Cars were smashed, shops were looted and even the police found themselves under siege.

For two nights in August 2011 Nottingham felt like a city spiralling out of control, with no-one sure why or when it would end.

The wave of riots which sprung up across Britain shocked the authorities, left ordinary people fearing for their lives and livelihoods and led on to a period of national soul-searching.

A total of 140 people were arrested in Nottingham in the days that followed – and among them was Sam Lowe, then just 21 and from Sneinton.

His case was characteristic of what was a very modern period of upheaval and anger. He was eventually charged and convicted, not for throwing anything or helping himself to looted goods, but for what he did with a mobile phone.

The popularity of the BlackBerry has declined dramatically since

Sam pleaded guilty to encouraging violent disorder after he was found to have sent contacts a text via BlackBerry Messenger encouraging them to meet up and cause trouble.

He wrote: “Girls, grannys, mums, dads, lads, grandads .. ever 1 meet on sneinton dale tonight at 9 o’ clock as we’re all gunna kick off”.

He appeared for sentencing in February 2012 and was given four years – serving 22 months in prison and some of the sentence on a tag.

Now out of jail and free, Sam told Notts TV News he accepts he should never have sent the message, but feels the conviction has unfairly held him back.

He said: “If I knew the text would have got me a prison sentence I would have never sent it to be fair – people get less for rape. When I try to get a job and I have to put down my past it never goes well for me.”

When asked how his future will pan out and what he wants to do now, he said: “Things are fine, couldn’t be better at the minute, but I’m not too sure yet, you never know what’s around the corner.

“What were the reasons people got involved? To be fair that’s something I can’t answer.”

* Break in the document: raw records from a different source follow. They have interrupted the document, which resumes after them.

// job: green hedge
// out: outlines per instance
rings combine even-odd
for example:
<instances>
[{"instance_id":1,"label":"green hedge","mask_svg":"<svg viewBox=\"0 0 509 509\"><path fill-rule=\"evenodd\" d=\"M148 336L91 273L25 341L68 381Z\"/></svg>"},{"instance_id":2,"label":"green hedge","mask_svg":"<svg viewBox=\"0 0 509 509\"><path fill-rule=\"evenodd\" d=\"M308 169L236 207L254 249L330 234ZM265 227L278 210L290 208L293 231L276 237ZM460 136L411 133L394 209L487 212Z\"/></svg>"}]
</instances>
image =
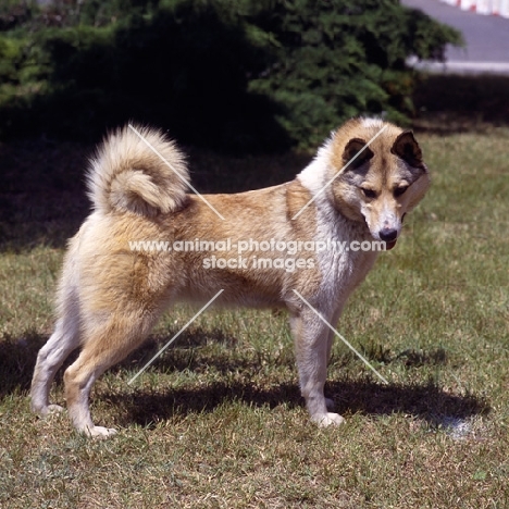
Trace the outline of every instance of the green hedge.
<instances>
[{"instance_id":1,"label":"green hedge","mask_svg":"<svg viewBox=\"0 0 509 509\"><path fill-rule=\"evenodd\" d=\"M394 0L90 0L0 10L0 134L95 138L133 119L193 144L314 146L405 122L455 30ZM11 15L9 15L9 13Z\"/></svg>"}]
</instances>

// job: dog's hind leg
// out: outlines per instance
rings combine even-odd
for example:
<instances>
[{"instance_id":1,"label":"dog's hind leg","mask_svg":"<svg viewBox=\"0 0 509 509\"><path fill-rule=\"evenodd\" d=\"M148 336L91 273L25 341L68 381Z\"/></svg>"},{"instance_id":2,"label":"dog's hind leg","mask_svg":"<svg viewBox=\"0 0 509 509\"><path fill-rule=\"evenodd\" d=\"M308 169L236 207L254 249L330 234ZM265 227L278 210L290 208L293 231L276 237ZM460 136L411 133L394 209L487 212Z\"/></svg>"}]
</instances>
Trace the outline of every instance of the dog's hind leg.
<instances>
[{"instance_id":1,"label":"dog's hind leg","mask_svg":"<svg viewBox=\"0 0 509 509\"><path fill-rule=\"evenodd\" d=\"M84 331L83 349L64 373L69 415L77 431L105 437L115 430L96 426L90 417L89 396L96 380L120 362L148 336L159 313L123 309Z\"/></svg>"},{"instance_id":2,"label":"dog's hind leg","mask_svg":"<svg viewBox=\"0 0 509 509\"><path fill-rule=\"evenodd\" d=\"M48 343L37 355L32 378L30 408L39 415L62 410L62 407L49 404L51 382L67 356L79 346L78 299L73 289L64 297L61 316Z\"/></svg>"}]
</instances>

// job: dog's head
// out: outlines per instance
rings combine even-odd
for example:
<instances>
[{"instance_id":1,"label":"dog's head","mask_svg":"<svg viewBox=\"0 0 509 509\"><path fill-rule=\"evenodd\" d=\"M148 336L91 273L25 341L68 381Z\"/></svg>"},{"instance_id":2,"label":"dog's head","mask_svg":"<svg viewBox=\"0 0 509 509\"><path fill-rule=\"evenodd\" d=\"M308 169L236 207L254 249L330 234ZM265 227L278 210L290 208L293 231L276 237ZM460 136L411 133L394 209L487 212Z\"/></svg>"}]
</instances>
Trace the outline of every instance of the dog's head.
<instances>
[{"instance_id":1,"label":"dog's head","mask_svg":"<svg viewBox=\"0 0 509 509\"><path fill-rule=\"evenodd\" d=\"M413 134L380 120L355 119L334 134L328 157L335 208L365 222L373 238L392 249L405 214L430 186Z\"/></svg>"}]
</instances>

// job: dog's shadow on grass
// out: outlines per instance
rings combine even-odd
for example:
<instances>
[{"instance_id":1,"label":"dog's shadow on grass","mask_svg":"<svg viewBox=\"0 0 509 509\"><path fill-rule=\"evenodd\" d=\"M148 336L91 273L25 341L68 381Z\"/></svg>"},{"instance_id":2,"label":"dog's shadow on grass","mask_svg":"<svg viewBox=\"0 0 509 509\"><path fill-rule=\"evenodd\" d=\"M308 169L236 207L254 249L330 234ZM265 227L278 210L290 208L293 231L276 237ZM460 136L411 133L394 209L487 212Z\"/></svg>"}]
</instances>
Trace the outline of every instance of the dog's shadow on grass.
<instances>
[{"instance_id":1,"label":"dog's shadow on grass","mask_svg":"<svg viewBox=\"0 0 509 509\"><path fill-rule=\"evenodd\" d=\"M467 419L489 413L488 404L473 395L460 396L446 393L434 384L389 384L362 380L330 381L326 394L335 400L338 413L390 415L402 413L423 419L436 425L445 419ZM124 407L121 425L133 422L141 426L189 413L212 412L227 401L240 401L248 406L274 409L282 404L288 408L303 406L299 387L283 383L270 389L250 383L215 382L200 388L169 388L167 394L147 394L136 390L129 395L103 395L112 405Z\"/></svg>"},{"instance_id":2,"label":"dog's shadow on grass","mask_svg":"<svg viewBox=\"0 0 509 509\"><path fill-rule=\"evenodd\" d=\"M212 337L211 337L212 336ZM204 339L206 338L206 339ZM206 340L234 342L221 331L202 332L184 335L181 338L179 348L167 355L151 367L152 370L166 372L167 370L182 371L203 370L200 360L196 359L193 351L199 348ZM8 338L0 342L0 399L10 395L24 393L29 389L32 374L38 349L45 344L47 336L27 333L22 338ZM124 362L112 368L112 371L122 371L133 368L133 359L150 358L153 351L160 348L158 342L149 340L135 357L127 358ZM171 350L169 350L171 352ZM72 355L65 362L61 372L57 375L61 383L63 369L75 359ZM278 361L294 364L289 357ZM228 401L239 401L248 406L268 407L274 409L284 404L288 408L303 406L303 399L297 384L288 381L277 385L268 384L259 386L249 380L232 381L227 373L235 370L245 373L256 372L260 369L256 358L234 359L228 350L226 353L212 353L207 358L207 365L216 373L224 374L224 381L207 381L203 373L202 386L197 387L167 387L162 392L161 387L150 392L145 389L132 389L125 392L100 390L92 398L101 398L109 401L111 408L117 407L117 423L123 426L136 423L150 427L157 422L185 417L190 413L212 412L219 406ZM137 365L142 365L137 364ZM296 371L296 369L294 368ZM198 376L201 376L198 374ZM245 375L245 378L248 376ZM229 380L228 380L229 378ZM444 418L465 419L477 414L487 414L489 405L483 398L475 395L458 395L443 390L436 384L396 384L383 385L370 378L344 378L328 381L325 393L335 400L335 411L339 413L362 413L372 415L389 415L404 413L423 419L431 424L439 424Z\"/></svg>"},{"instance_id":3,"label":"dog's shadow on grass","mask_svg":"<svg viewBox=\"0 0 509 509\"><path fill-rule=\"evenodd\" d=\"M211 333L207 333L209 338ZM184 342L190 350L199 346L201 334L190 334ZM215 331L214 338L220 342L231 342L221 331ZM197 343L198 342L198 343ZM153 364L156 371L190 370L201 371L203 365L200 360L193 359L185 353L186 348L179 353L170 355ZM395 362L405 362L410 369L429 362L445 362L445 352L421 353L420 362L409 362L411 357L408 351L394 357ZM425 358L425 359L424 359ZM424 359L424 360L423 360ZM128 360L126 361L128 362ZM241 402L253 407L268 407L274 409L281 405L288 408L303 407L303 398L297 383L297 369L293 356L284 356L277 363L284 363L294 370L294 381L280 384L268 383L260 386L249 381L249 374L245 380L232 381L228 373L244 372L256 373L260 363L256 358L234 359L231 351L215 353L207 357L206 364L215 373L224 375L223 380L207 381L203 373L203 385L197 387L169 387L167 392L161 392L157 387L153 392L135 388L131 394L102 393L102 397L111 401L112 406L120 406L119 424L129 425L133 422L141 426L152 426L154 423L172 418L185 417L190 413L212 412L225 402ZM125 365L125 364L124 364ZM120 368L122 369L122 367ZM135 385L136 387L136 385ZM423 419L432 425L440 424L445 419L467 419L477 414L487 414L491 411L488 402L475 395L458 395L442 389L432 381L426 383L389 383L383 385L371 378L344 378L330 380L325 386L325 394L335 401L335 411L338 413L362 413L372 415L389 415L402 413Z\"/></svg>"}]
</instances>

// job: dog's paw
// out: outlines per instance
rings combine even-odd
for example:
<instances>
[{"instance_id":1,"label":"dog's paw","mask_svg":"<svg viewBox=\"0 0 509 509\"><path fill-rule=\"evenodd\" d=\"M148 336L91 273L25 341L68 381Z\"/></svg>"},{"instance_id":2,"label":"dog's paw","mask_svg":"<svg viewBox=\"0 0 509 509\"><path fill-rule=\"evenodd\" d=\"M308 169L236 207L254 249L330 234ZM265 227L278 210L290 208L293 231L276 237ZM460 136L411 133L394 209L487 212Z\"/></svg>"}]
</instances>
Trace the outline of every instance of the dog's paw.
<instances>
[{"instance_id":1,"label":"dog's paw","mask_svg":"<svg viewBox=\"0 0 509 509\"><path fill-rule=\"evenodd\" d=\"M325 398L325 407L327 407L327 410L334 410L336 405L334 404L334 400L331 398Z\"/></svg>"},{"instance_id":2,"label":"dog's paw","mask_svg":"<svg viewBox=\"0 0 509 509\"><path fill-rule=\"evenodd\" d=\"M51 415L52 413L61 413L64 411L64 408L60 405L48 405L46 407L36 407L35 405L32 406L32 411L37 413L37 415L45 418Z\"/></svg>"},{"instance_id":3,"label":"dog's paw","mask_svg":"<svg viewBox=\"0 0 509 509\"><path fill-rule=\"evenodd\" d=\"M87 436L91 436L92 438L102 439L116 435L116 430L113 430L112 427L94 426L87 427L83 433Z\"/></svg>"},{"instance_id":4,"label":"dog's paw","mask_svg":"<svg viewBox=\"0 0 509 509\"><path fill-rule=\"evenodd\" d=\"M332 412L315 414L311 420L315 422L319 427L339 426L345 422L345 419L343 419L339 413Z\"/></svg>"},{"instance_id":5,"label":"dog's paw","mask_svg":"<svg viewBox=\"0 0 509 509\"><path fill-rule=\"evenodd\" d=\"M50 414L50 413L61 413L64 411L64 408L61 407L60 405L48 405L48 410L46 412L46 414Z\"/></svg>"}]
</instances>

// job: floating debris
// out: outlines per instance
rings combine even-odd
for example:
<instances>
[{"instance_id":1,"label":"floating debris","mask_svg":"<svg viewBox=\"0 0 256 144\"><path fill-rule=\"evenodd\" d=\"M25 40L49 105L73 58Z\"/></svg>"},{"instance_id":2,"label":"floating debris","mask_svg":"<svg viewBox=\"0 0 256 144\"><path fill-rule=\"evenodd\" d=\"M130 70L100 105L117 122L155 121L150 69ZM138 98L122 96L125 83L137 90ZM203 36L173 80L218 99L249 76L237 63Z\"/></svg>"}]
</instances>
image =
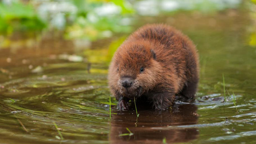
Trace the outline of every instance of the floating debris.
<instances>
[{"instance_id":1,"label":"floating debris","mask_svg":"<svg viewBox=\"0 0 256 144\"><path fill-rule=\"evenodd\" d=\"M33 73L39 73L43 71L43 68L41 66L37 66L31 71Z\"/></svg>"}]
</instances>

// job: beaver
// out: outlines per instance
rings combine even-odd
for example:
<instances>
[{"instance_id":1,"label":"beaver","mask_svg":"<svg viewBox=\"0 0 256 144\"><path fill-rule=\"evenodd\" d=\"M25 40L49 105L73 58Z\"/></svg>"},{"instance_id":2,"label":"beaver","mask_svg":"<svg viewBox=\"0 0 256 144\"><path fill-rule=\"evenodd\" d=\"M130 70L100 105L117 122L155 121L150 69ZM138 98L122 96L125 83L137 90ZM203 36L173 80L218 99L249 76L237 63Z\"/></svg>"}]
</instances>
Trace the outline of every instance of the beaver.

Video: The moment Canning Circus Police station was fire-bombed

He added it was possible bad relations with police could have been the main motivation for some rioters.

In London, trouble first began after the fatal shooting by police of Mark Duggan – violence then flared across the capital and other major cities. Police were often the target – but so was anyone behind a shop counter.

In Nottingham, Canning Circus Police Station was fire-bombed by a mob wearing masks. St Ann’s Police Station was also attacked, cars were smashed and in the city centre the Stephen Roberts jewellery shop in Clinton Street East was looted for gold.

Those involved were nearly always very young, in their teens and early twenties, nearly always male, and surprised officers with their level of organisation.

It took two days to restore order. By then the city and Britain had changed, and five years on Nottingham now has a lower crime rate but also still has some of the most deprived areas in England.

The only thing that’s certain is how dramatically communication has changed since then – BlackBerry Messenger, used by many of those involved, is now almost irrelevant thanks to the explosion of free data messaging services like WhatsApp.

When asked if the country is still at risk from a new generation of disaffected young people, Sam said: “You never know what could happen in the future.”

Detective Chief Inspector Rob Griffin said of Sam’s sentence at the time: “It is impossible to quantify the impact and effects of the messages he sent that night.

“It is clear, however, that this was an irresponsible and criminal act at a time when people were rising up against the police on a national scale.”